7Il s’y réclamait, dans le droit fil de ce plaidoyer pro domo, d’une liberté d’esprit que sa participation à la vie académique rendrait évidente : « Je n’appartiens à aucun groupe ; je ne suis ni de la droite, ni de la gauche, je ne me mêle à aucune intrigue d’élection, j’ai gardé l’indépendance de caractère qui est dans ma nature ; je vote selon mes sympathies ou selon ce que je crois être l’intérêt de la compagnie. »

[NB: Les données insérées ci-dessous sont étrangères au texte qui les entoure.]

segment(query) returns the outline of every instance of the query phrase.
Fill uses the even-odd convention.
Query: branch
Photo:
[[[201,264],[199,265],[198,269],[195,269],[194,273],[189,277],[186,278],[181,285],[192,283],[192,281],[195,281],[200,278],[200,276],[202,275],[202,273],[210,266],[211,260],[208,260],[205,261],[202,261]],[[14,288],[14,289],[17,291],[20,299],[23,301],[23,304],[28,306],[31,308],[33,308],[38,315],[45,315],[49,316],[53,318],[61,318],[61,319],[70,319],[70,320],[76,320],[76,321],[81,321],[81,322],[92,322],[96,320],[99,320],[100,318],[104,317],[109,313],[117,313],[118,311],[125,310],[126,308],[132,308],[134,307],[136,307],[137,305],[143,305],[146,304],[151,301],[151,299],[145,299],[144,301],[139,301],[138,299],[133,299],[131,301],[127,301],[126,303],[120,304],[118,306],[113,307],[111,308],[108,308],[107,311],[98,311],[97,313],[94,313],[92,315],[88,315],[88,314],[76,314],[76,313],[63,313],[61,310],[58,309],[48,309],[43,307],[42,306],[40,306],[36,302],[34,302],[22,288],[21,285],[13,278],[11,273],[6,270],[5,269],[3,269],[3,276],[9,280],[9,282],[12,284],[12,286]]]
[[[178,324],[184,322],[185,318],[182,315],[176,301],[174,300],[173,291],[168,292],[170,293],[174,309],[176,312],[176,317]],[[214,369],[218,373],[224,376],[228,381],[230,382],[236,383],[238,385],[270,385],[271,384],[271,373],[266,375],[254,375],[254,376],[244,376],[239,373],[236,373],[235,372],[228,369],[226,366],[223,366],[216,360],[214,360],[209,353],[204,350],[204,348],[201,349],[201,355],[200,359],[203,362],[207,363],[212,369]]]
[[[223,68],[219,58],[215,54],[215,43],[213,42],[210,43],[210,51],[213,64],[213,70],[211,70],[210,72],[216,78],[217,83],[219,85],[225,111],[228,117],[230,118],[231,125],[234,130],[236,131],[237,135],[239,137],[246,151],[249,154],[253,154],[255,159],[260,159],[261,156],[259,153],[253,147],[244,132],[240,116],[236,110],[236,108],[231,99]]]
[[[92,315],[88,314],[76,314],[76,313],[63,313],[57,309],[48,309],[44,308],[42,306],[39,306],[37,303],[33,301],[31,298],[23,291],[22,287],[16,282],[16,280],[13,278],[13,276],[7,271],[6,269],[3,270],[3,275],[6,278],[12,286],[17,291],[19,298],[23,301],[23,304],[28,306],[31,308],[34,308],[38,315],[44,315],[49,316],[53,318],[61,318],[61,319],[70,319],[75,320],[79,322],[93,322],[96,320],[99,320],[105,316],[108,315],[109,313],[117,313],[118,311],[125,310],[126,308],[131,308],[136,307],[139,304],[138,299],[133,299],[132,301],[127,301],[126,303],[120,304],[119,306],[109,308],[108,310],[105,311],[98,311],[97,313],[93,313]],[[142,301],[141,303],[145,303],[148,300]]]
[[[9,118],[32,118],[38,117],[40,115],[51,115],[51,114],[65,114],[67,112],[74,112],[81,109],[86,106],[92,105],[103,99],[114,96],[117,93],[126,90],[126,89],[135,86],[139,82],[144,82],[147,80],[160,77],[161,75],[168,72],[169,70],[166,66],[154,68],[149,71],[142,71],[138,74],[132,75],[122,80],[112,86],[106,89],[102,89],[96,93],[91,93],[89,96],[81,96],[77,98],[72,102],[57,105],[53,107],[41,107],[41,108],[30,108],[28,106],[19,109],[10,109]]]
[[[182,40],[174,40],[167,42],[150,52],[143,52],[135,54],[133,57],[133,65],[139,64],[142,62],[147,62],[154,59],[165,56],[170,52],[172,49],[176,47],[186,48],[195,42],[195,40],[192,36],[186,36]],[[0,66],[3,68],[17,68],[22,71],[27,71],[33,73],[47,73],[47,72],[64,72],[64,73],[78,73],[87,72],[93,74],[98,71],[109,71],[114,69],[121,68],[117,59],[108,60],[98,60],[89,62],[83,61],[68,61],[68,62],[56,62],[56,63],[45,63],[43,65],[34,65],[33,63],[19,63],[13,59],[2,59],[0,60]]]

Qu’est-ce qu’un « bon » académicien » ?

8Au miroir des 66 portraits publiés par Thomas Loué, on pourrait rectifier cette posture avantageuse. En réalité, voter selon ses sympathies ou selon l’intérêt de l’Académie, c’est se laisser porter par une vision normée qui n’est peut-être pas le fait d’un seul, mais qui présuppose une « distinction » instituant l’Académie en champ élitaire. Du Camp ne se borne pas à suggérer l’existence de sous-groupes — partis des Ducs, des républicains, des sceptiques, des catholiques, des normaliens, des universitaires, des savants, des journalistes, etc. — il trace aussi le portrait de ses confrères en se référant à leurs qualités sociales et morales. L’Académie exige un type de sociabilité qui prolonge celle des salons, il y règne une courtoisie sans cordialité. Mais cette politesse n’est pas le fait de tous les académiciens, certains sont rogues, d’autres sont hautains ou trop familiers. Du Camp note l’« humeur maussade », le « manque de savoir-vivre » de Leconte de Lisle qui l’entraînent à de « fréquentes maladresses ». Le duc de Broglie a de « la hauteur, il en a même plus qu’il lui en faudrait. Il donne la main et ne salue pas. » Alfred Mézières est aimable excessivement : « […], il vous prend la taille, il vous passe le bras sur les épaules ; il se tord de joie quand il vous voit et se pâme en vous serrant la main. Trop d’expansion, cela empêche de croire à la sincérité. » Les bonnes manières  exigent aussi une tenue vestimentaire qui soit en harmonie avec la fonction d’immortel. Renan, considéré dans Le Crépuscule, Propos du soir, comme « un des types les plus complets de l’écrivain », est décrit, dans Les Académiciens de mon temps, négligé, sale, l’haleine chaude, « d’odeur peu suave ». On voit trop que « les soins extérieurs lui sont indifférents. » L’éloquence est également un critère important. L’historien Henri Martin, inaudible, est exécuté dans une charge peu charitable : « il écrit charabia et il parle druide : c’est un vieux monsieur à barbe inculte et à face humaine : quand il prend la parole, il se balance d’arrière en avant comme une pierre branlante, il a une voix de dos que l’on entend à peine, son sourire a des dents jaunes et ses bras sont trop longs ». Les normaliens sont épinglés pour leur cuistrerie. Seul, Gaston Boissier ne mérite pas ce reproche, mais Taine n’y échappe pas.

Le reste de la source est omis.